As Csiszentmihalyi said: “Repression is not the way to virtue. When people restrain themselves out of fear, their lives are by necessity diminished”. We can choose to live in repression and fear, and diminish ourselves; or we can be free from fear and assert our freedom. The Choice is all ours.

May The Lord Help us make the right Choice!

Girma Kassa

  1. Guenet
    | #1

    Thank you Girma,

    I just came back from Ethiopia, and I noticed every problem that you mentioned in your article. But what I don’t know is what is to be done and how can we do it.
    Personaly I love my freedom more than anything, and I would like that my people have the same.
    Perhaps we should discuss about what we should do. Thank you again.

  2. | #2

    Back in the good old days at the U of A , I read that a revolution is not a party ,writing an essay……I am more convinced than ever that a revolution starts from a barrel of a gun. The Ethiopian people have paid dearly under the brutal Woyanne fascists rule.There is no point of demonstrating in the streets when you are certain to be mowed by machine guns. What you decribed in detail is the modus operanda of the Woyanne tugs. HR 2300 is no much when your very srrvival could be decided by the hail of bullets in the streets in broad day light.May God give strength to our heroic fighters who are facing the Agazi army face to face…mano a mano. The end of Woyanne is in sight. The question is are we going to repeat the same losing stategy of fighting each other or rise for the occasion and save our nation.

  3. Allen 12
    | #3

    Dear ato Girma Kassa
    I read your artice and it is well written. we have to come and fight woyanne until the end.
    Death to zenawi

  4. lilly
    | #4

    i read your artice and it is well written. we have to come and fight woyanne until the end.

  5. AleQa Bru
    | #5

    Ato Girma Kassa,

    I read your article. The problem definition is well done: the 3 tools used by dictators to cling to power are well explained. I think everyone could guess that such tactics are used and perhaps there are more than 3 of these tools at any given dictator’s disposal.

    At the end of your article I was expecting–as I am sure many were–to see solutions by which these tactics of dictators could be fought.
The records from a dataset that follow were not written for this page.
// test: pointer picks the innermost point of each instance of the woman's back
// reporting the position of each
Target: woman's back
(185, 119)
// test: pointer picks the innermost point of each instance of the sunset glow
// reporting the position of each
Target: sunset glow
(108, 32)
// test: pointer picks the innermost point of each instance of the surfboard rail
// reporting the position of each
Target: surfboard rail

Unfortunately your article fell short of providing solutions other than a call for a renewal of our mind and our spirit not to fear.
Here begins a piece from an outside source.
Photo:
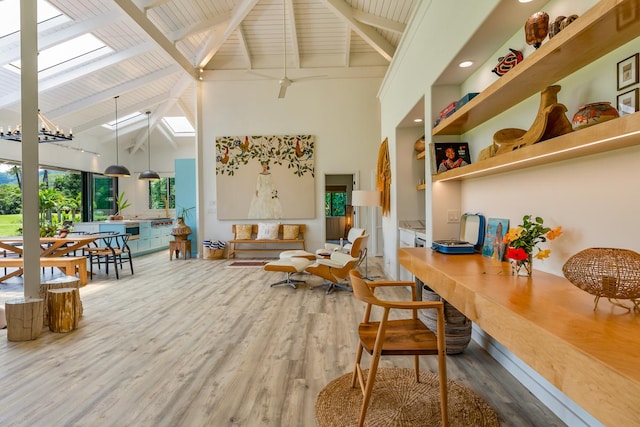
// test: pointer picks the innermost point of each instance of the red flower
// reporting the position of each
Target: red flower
(518, 254)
    You seem to have forgotten the protesters were not afraid in June and November 2005 and during the many student protests after that. The people were not afraid, they marched to the streets knowing people died during the previous protests. But alas, they lacked the organized and diciplined leadership of the party they were dying for.

    While the people were protesting in support of them, Hailu Shawel and Lidetu started attacking each other over power and helped Woyane discredit the whole democratic movement as “armed violence.” They made it easier and for Woyane to kill and imprison the protesters.

    If there is anything that needs a renewal of our mind and spirit, it is not “NOT TO FEAR.” Because it was always there. Perhaps we need to think twice about the behaviour and ambition of our politicians before we support them. Imagine if the Ethiopians knew back in 2005 about who Hailu shawel was what they know about him now. I am sure the result could have been much different!